« syndicom a défendu le droit de la presse à enquêter »
Texte : Giovanni Valerio
Photo : Jean-Patrick Di Silvestro

© Jean Patrick Di Silvestro
Pour moi, le journalisme est un moyen de donner une voix à celles et à ceux qui n’en ont pas. Il participe à la lecture de la complexité du réel ainsi qu’à la construction et à la défense de la démocratie. Cette passion pour la réalité et la recherche de vérité, je la poursuis à la radio, à la télévision, avec des articles, des enquêtes et des livres. Après ma formation de journaliste à Rome, j’ai déménagé à Milan. Très vite, j’ai éprouvé le besoin de quitter l’Italie pour effectuer des recherches et raconter des histoires. Et aussi pour élargir mon horizon personnel. Cela m’a conduite d’abord en France, où j’ai travaillé sept ans à Lyon, entre autres comme correspondante pour Euronews. Puis à Genève.
À l’automne 2022, j’ai découvert l’existence d’un système d’écoles spécialisées à Genève, un système éducatif « ségrégatif» également dénoncé par les Nations Unies. Il concerne de nombreux enfants handicapés, autistes et atteints du syndrome de Down ou simplement considérés comme inaptes à fréquenter les écoles ordinaires. Ce sont des écoles sans évaluation ni diplôme, qui privent ces jeunes d’un avenir et d’une place dans la société.
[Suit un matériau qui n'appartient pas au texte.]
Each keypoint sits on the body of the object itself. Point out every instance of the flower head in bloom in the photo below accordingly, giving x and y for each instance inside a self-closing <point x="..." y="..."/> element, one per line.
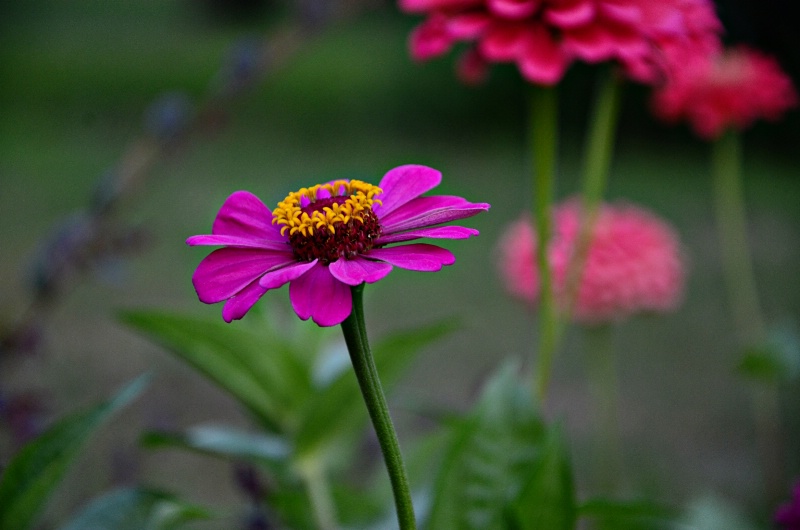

Je me suis demandé comment cela était possible à Genève, siège de centaines organisations non gouvernementales qui défendent les droits humains. Alors que je réunissais les informations nécessaires à mon enquête, qui a été publiée par la suite avec les photos de Gianni Cipriano dans l’hebdomadaire L’Espresso, l’Office médico-pédagogique (OMP, responsable de ces écoles) nous a tous deux dénoncés pour violation de domicile. L’OMP a déposé une plainte pénale, parce que j’avais rencontré, à son invitation, la mère d’un de ces enfants, avec laquelle je m’étais entretenue dans le préau en attendant la sortie de son fils. La maman m’a dit que l’école «est un établissement fermé, réservé aux garçons handicapés ou atteints de syndromes graves et qu’il y avait eu des épisodes violents entre les jeunes». Son fils a notamment été étranglé, il est rentré deux fois à la maison avec ses lunettes cassées.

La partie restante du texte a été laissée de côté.